Along with the other sugestions you might find this useful.

http://www.eelis.net/geordi/

This is from http://codepad.org/about, codepad.org's about page.


The few details you provide imply that you have administrative control over the server itself, so my suggestion makes this assumption.

I'd tackle this as a batch system. The web server accepts an upload of the source file, a process polls the submission directory, processes the file, and then submits the result to another directory which the web application polls until it finds the result and displays it.

The fun part is how to safely handle the execution.

My OS of choice is FreeBSD, so I'd set up a pre-configured jail (not to be confused with a vanilla chroot jail) that would compile, run, and save the output. Then, for each source file submission, launch a pristine copy of the jail for each execution, with a copy of the source file inside.

Provided that the jail's /dev is pruned down to almost nothing, system resource limits are set safely, and that the traffic can't route out of the jail (bound to unroutable address or simply firewalled), I would personally be comfortable running this on a server under my care.
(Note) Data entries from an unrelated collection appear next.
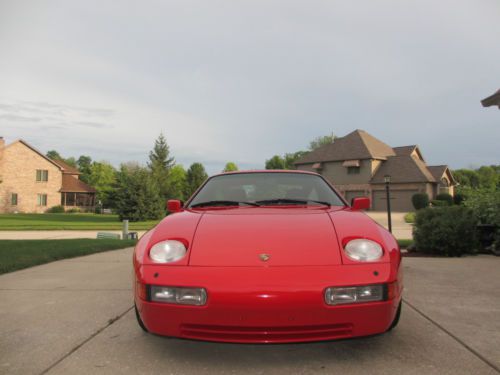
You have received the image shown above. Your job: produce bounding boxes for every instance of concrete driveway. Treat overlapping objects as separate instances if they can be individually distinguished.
[0,249,500,375]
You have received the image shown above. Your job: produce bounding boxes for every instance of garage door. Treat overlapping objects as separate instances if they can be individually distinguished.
[345,190,367,204]
[372,190,418,212]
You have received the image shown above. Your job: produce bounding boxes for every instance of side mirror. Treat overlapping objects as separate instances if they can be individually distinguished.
[351,197,370,210]
[167,199,182,213]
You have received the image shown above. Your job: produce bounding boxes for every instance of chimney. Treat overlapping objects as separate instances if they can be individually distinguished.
[0,137,5,160]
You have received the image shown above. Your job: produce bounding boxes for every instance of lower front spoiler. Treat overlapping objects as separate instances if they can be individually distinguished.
[137,300,399,343]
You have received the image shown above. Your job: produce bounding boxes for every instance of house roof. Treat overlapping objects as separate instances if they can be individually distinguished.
[61,173,96,193]
[295,129,396,165]
[5,139,65,168]
[50,159,81,174]
[371,155,436,184]
[427,165,457,184]
[481,90,500,109]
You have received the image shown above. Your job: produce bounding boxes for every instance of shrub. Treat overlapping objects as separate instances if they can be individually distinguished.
[413,206,478,256]
[405,212,415,224]
[453,193,465,204]
[464,189,500,251]
[436,193,453,206]
[431,199,449,207]
[45,205,64,214]
[411,193,429,210]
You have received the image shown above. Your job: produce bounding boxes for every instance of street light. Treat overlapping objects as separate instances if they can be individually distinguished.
[384,174,392,233]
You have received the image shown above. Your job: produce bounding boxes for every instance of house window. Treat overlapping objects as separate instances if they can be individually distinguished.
[37,194,47,206]
[36,169,49,182]
[347,167,360,174]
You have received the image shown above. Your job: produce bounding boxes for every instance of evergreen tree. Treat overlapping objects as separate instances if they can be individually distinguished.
[266,155,285,169]
[148,133,175,199]
[184,163,208,199]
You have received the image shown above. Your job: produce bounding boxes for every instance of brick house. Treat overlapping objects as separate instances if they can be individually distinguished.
[295,130,456,212]
[0,137,95,213]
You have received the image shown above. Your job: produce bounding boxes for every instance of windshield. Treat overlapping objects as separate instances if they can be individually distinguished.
[189,172,345,208]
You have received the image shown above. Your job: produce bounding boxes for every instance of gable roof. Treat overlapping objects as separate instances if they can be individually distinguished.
[5,139,66,169]
[427,165,457,185]
[371,155,436,184]
[50,159,81,174]
[61,173,96,193]
[295,129,396,165]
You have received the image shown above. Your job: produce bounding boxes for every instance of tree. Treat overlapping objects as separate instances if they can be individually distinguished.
[284,151,307,169]
[45,150,63,160]
[184,163,208,199]
[266,155,285,169]
[116,164,165,221]
[87,161,116,207]
[76,155,92,183]
[148,133,175,198]
[222,161,238,172]
[309,133,337,151]
[168,164,186,201]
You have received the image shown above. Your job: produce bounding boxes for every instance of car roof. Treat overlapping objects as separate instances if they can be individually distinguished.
[211,169,318,177]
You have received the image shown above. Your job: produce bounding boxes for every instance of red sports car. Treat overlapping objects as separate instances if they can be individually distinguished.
[133,171,402,343]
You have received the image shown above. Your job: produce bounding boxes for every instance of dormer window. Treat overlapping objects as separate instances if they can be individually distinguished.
[342,160,360,174]
[36,169,49,182]
[347,167,360,174]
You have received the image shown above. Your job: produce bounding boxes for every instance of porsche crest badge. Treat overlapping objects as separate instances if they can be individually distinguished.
[259,254,271,262]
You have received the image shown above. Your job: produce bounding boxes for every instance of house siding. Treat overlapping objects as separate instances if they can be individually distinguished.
[0,142,62,213]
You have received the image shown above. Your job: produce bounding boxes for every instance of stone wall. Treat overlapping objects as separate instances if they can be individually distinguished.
[0,142,62,212]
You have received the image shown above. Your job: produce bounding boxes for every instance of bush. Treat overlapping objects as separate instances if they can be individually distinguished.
[431,199,449,207]
[45,205,64,214]
[436,193,453,206]
[405,212,415,224]
[453,193,465,204]
[413,206,478,256]
[464,189,500,251]
[411,193,429,210]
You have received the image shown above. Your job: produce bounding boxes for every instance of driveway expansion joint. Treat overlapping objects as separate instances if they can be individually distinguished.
[403,298,500,374]
[40,305,134,375]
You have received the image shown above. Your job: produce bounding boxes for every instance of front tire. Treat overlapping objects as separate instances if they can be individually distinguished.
[387,300,403,332]
[134,305,149,332]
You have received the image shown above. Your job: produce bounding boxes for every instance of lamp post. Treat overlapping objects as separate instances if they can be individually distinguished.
[384,174,392,233]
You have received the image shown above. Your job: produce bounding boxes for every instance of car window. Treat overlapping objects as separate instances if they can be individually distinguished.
[189,172,344,206]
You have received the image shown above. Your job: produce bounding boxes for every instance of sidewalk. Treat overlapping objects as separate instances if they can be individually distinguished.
[0,248,500,375]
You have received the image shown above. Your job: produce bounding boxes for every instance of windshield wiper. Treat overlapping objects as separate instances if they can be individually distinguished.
[191,200,259,208]
[255,198,331,207]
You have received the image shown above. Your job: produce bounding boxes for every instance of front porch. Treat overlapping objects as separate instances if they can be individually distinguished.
[61,192,95,212]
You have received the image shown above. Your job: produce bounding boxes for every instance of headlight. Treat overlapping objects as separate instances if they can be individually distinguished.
[325,284,385,305]
[344,239,384,262]
[149,240,187,263]
[151,285,207,306]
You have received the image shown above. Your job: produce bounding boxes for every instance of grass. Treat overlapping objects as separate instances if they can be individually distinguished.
[0,238,136,274]
[0,214,159,230]
[405,212,416,224]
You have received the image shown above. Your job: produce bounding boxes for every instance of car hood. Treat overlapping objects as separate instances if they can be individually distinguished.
[189,208,342,272]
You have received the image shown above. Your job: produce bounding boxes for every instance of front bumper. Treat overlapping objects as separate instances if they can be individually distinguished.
[135,264,400,343]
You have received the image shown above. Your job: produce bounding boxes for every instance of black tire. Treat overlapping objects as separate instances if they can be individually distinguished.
[387,301,403,332]
[134,305,149,332]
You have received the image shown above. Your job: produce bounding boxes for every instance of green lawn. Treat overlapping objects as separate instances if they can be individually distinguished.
[0,238,136,274]
[0,214,159,230]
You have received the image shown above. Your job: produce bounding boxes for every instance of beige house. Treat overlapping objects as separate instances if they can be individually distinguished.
[295,130,456,212]
[0,138,95,213]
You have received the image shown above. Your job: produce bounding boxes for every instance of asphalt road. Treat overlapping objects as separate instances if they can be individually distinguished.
[0,249,500,375]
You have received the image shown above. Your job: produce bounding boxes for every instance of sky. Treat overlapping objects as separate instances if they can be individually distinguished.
[0,0,500,174]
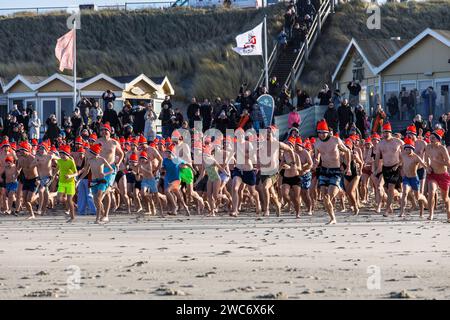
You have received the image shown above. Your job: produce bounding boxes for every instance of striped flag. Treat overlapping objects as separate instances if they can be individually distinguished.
[55,28,75,71]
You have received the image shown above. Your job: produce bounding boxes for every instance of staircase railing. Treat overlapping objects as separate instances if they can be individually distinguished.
[254,40,278,91]
[284,0,334,92]
[172,0,189,7]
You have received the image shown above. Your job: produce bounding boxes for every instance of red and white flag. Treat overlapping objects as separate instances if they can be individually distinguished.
[55,29,75,71]
[233,23,263,56]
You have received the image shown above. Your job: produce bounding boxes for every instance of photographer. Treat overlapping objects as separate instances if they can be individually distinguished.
[43,114,60,143]
[102,89,116,109]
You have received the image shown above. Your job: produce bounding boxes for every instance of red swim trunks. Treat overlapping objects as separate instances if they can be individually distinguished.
[427,172,450,191]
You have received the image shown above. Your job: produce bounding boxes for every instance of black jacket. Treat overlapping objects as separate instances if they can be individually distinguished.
[102,108,120,133]
[347,82,361,96]
[317,90,331,106]
[338,104,355,129]
[132,108,147,134]
[323,107,339,132]
[186,103,200,120]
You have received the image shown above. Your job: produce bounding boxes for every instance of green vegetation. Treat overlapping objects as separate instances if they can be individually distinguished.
[297,0,450,95]
[0,5,284,100]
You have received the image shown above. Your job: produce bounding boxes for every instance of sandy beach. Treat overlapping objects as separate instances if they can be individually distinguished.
[0,212,450,299]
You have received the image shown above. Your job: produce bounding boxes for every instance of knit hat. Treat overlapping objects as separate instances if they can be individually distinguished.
[59,144,70,156]
[382,122,392,132]
[317,119,330,133]
[129,152,138,162]
[139,151,148,160]
[89,143,102,155]
[406,125,417,136]
[403,138,415,150]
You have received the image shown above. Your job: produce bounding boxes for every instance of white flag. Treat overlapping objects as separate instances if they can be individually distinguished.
[233,22,263,56]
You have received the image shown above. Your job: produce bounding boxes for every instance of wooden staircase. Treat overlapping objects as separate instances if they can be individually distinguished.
[255,0,334,92]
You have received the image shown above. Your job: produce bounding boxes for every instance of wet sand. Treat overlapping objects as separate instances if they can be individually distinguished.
[0,211,450,299]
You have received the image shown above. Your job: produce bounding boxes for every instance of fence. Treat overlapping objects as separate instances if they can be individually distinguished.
[0,0,175,16]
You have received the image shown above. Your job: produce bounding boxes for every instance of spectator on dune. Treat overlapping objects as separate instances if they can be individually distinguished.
[288,107,301,129]
[89,101,103,122]
[213,97,223,119]
[28,111,41,140]
[70,107,84,136]
[284,9,295,39]
[413,114,427,133]
[223,99,238,130]
[144,103,158,141]
[238,109,253,131]
[290,22,306,52]
[44,114,61,143]
[175,108,184,129]
[250,103,264,132]
[102,90,116,110]
[186,97,200,128]
[338,99,355,138]
[214,110,229,135]
[269,76,280,96]
[386,93,399,119]
[158,103,173,138]
[372,104,386,134]
[295,89,309,110]
[4,114,18,137]
[317,84,331,106]
[200,99,213,132]
[278,85,292,115]
[303,0,317,21]
[303,97,313,109]
[278,30,288,50]
[9,104,20,118]
[118,101,133,127]
[421,86,436,115]
[102,102,121,132]
[323,102,339,132]
[347,81,361,106]
[77,97,92,125]
[331,89,342,110]
[355,104,369,139]
[17,110,30,132]
[132,102,146,135]
[239,86,256,112]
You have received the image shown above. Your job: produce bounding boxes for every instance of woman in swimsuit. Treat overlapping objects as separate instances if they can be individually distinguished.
[197,149,226,217]
[342,139,363,216]
[359,138,375,203]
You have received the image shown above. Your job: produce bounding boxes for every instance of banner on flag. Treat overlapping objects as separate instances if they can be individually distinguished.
[55,29,75,71]
[256,94,275,128]
[233,22,263,56]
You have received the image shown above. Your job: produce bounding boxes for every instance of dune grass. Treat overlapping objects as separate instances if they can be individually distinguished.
[0,4,284,100]
[297,0,450,95]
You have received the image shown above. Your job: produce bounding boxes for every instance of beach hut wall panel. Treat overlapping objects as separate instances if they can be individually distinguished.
[332,29,450,120]
[38,79,73,92]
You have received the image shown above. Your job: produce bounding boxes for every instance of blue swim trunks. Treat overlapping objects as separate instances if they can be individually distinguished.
[90,177,108,195]
[103,163,117,187]
[141,178,158,193]
[403,177,420,191]
[6,181,19,193]
[319,167,342,188]
[300,172,312,190]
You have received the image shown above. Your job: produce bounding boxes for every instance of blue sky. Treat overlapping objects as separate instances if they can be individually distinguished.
[0,0,160,8]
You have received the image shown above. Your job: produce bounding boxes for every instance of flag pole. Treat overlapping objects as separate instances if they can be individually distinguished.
[264,14,269,90]
[73,19,77,110]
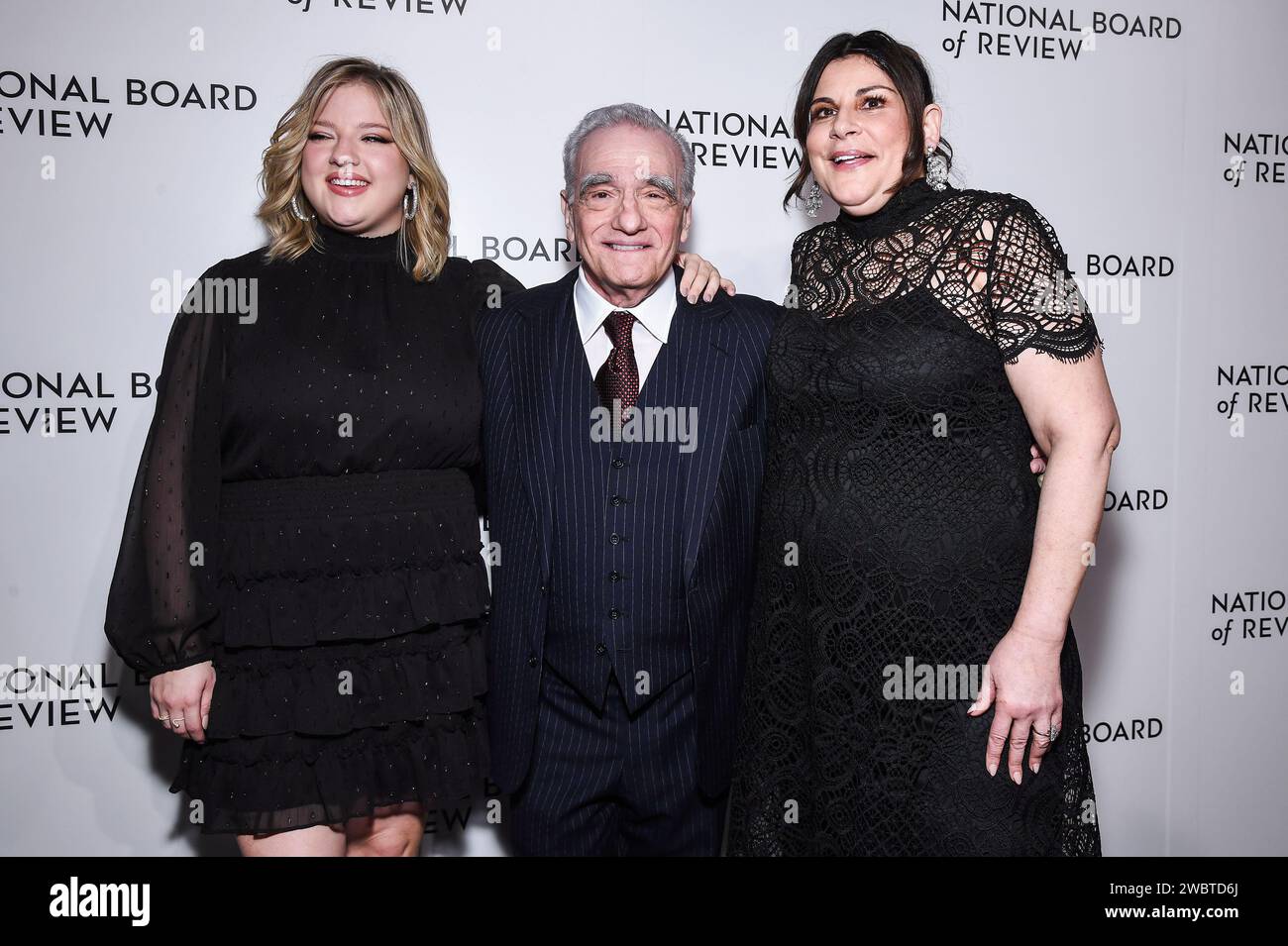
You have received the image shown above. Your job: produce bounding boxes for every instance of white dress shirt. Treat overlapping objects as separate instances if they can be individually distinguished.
[572,266,677,390]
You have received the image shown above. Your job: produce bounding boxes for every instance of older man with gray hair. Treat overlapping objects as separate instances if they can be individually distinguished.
[480,103,781,855]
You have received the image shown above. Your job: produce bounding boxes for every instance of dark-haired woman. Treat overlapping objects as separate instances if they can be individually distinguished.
[728,31,1120,855]
[106,57,720,856]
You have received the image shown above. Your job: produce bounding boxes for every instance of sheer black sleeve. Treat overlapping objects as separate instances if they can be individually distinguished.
[104,263,229,677]
[471,260,523,516]
[988,199,1103,365]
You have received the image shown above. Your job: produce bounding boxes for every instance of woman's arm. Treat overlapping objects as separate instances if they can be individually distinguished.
[1006,350,1121,642]
[969,202,1121,783]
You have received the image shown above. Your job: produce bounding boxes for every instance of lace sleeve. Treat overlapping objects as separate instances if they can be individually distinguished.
[104,257,229,677]
[783,231,818,311]
[988,201,1104,365]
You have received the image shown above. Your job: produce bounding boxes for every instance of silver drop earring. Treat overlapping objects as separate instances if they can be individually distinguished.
[926,146,948,190]
[291,194,313,224]
[403,180,420,220]
[805,180,823,216]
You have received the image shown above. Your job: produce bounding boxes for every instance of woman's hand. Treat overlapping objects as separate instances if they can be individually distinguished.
[149,661,215,743]
[1029,444,1046,474]
[675,254,735,302]
[966,625,1064,786]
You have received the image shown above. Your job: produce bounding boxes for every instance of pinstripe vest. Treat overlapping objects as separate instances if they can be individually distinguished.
[545,306,692,709]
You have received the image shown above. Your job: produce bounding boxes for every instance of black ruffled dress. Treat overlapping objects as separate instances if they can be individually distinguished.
[106,225,522,834]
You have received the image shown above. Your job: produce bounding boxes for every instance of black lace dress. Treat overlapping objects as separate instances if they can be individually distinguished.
[728,179,1100,855]
[106,225,522,834]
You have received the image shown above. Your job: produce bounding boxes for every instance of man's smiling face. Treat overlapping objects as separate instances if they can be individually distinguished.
[561,125,691,308]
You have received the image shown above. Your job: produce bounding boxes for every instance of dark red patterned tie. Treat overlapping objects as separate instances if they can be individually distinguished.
[595,309,640,427]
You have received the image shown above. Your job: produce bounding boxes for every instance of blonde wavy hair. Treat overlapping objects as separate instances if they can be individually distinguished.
[257,56,451,282]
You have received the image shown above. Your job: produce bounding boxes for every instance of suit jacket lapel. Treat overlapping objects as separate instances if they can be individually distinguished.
[510,269,577,584]
[667,269,738,586]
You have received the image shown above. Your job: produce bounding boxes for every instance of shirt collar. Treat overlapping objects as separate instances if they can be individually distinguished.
[574,266,677,345]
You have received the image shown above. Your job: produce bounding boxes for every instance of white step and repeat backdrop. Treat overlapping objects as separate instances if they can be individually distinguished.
[0,0,1288,855]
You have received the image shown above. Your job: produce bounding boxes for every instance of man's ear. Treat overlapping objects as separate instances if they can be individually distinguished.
[680,194,697,244]
[559,190,577,246]
[921,102,944,146]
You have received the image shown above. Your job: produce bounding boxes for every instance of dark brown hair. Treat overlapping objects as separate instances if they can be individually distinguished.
[783,30,953,210]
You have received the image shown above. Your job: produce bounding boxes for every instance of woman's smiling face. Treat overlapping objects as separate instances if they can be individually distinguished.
[300,82,411,237]
[805,55,916,215]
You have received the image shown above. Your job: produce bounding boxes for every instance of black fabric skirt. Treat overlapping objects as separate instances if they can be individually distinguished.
[170,470,489,834]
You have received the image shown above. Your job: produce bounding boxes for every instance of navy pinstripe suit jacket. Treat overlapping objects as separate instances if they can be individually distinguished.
[478,261,783,795]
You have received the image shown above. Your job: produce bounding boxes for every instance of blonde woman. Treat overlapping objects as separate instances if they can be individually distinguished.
[106,57,718,856]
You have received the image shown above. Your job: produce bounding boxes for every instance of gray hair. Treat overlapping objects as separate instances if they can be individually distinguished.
[564,102,696,207]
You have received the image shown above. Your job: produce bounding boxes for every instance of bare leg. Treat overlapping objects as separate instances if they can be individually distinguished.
[237,825,345,857]
[344,801,425,857]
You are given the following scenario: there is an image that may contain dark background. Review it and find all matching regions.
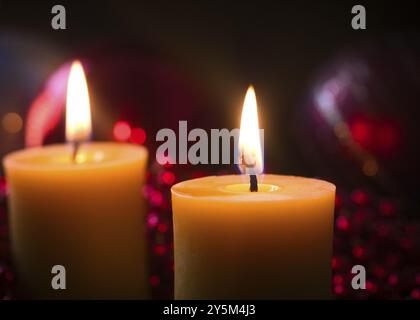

Since you use Linux, I'd investigate User Mode Linux or Linux-VServer, which are very similar in concept to FreeBSD jails (I've never used them myself, but have read about them). There are several other such systems listed here.

This method is much more secure than a vanilla chroot jail, and it is much more light-weight than using full virtualization such as qemu/kvm or VMware.

I'm not a programmer, so I don't what kind of AJAX-y thing you could use to poll for the results, but I'm sure it could be done. As an admin, I would find this a fun project to partake in. Have fun. :)


I'd say this is extremely dangerous on many levels. You're essentially opening yourself up to any exploit that can be found on your system (whereas you're normally limited to the ones people can exploit remotely). I'd say don't do it if you can avoid it.

If you do want to do it, you might want to use some kind of virtual machine to run the user's code. Using something like KVM it's possible to set up a number of virtual machines using the same base image (you can even store a snapshot in an already-booted state, though I'm not sure how it will handle being cloned). You can then create the VMs on demand, run the user's code, return the results, and then kill off the VM. If you keep the VMs isolated from each other and the network, the users can wreak any havoc they want and it won't hurt your physical server. The only danger you're exposing yourself to under these conditions would be some kind of exploit that allows them to escape from the VM... those are extremely rare, and will be more rare as hardware virtualization improves.


Although it is still in development, and not yet considered secure, you might check out the technology behind Google Native Client. It is designed to allow untrusted native code to be run in a web browser, but could probably be adapted for use on a web server. You might use something like this on top of other techniques such as a virtual machine, for additional security.


On Fedora 11, there is the SELinux Sandbox which seems to do exactly what you want (except perhaps limiting spawning new processes; the linked blog post does not mention that).

Of course, there is always the risk of kernel bugs; even with SELinux, parts of the kernel are still exposed to all processes.